As everything changes, a place remains

Change is a usual theme around Gustavus, Alaska. The surrounding mountains have all been rolled over by icefields. Each generation sees the disappearance of its own tidewater glacier, and another hikeable ridgeline that becomes overgrown by impassable alder thickets. Though today, as I walk a familiar trail through the Sitka spruce trees, I am grateful for the way this place stayed same over the years as I changed.

Fourteen years I’ve been walking this trail, catching and eating salmon that run in the river down the way. The friend with me, hiking in his waders, changed with time. Then I married and came here less often, with a husband to bring a backpack full of shining fish home to me. But I see that the river still riffles in the same places, and I trust that come summer the fish will pool by the same rocks that we, and the black bears, know.
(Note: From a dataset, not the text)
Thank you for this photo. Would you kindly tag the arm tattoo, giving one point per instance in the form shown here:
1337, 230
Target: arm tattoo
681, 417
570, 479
Walking this trail feels like the best parts of going back to my parents’ house, where posters of James Dean and old ski heros still hang on my bedroom walls. All of that time, swoops of old man’s beard have hung from these same boughs; angel wings have sprung from the same wet logs.

I moved here when I wanted the world to stop spinning, so I could lose the feeling of never being enough. In this place, I thought, I will just be in love and sit back and be satisfied. And it worked. You were enough for me.

But we’re starting a long slow move to Juneau now. I could kid myself into thinking it will be the same when I come back to hear the wrens’ songs and raven wingbeats in the air. But that’s not how life works. I will only ever belong to one place at a time, and we are trading wild spaces for fancy jobs and well-beaten hiking trails, and I will lose my sense for whether coyotes have been digging voles out of the strawberry fields lately or not.

I am not exactly leaving because I want to; it is just what is happening. I’m sad to go, but I’m not exactly leaving against my will either.

Because when a person leaves a broken world and comes out here, they heal. I have more to give now, because of you. I have to go back, because I am going back. I might not be able to fix a single thing that is wrong with the world, but I won’t turn away from it either. I will look every flea bitten dog square in the eye and say, ‘I see you.’ If there is muck and mire, I will exist in the mire.

If I stayed, Gustavus, I would never have felt all of this for you.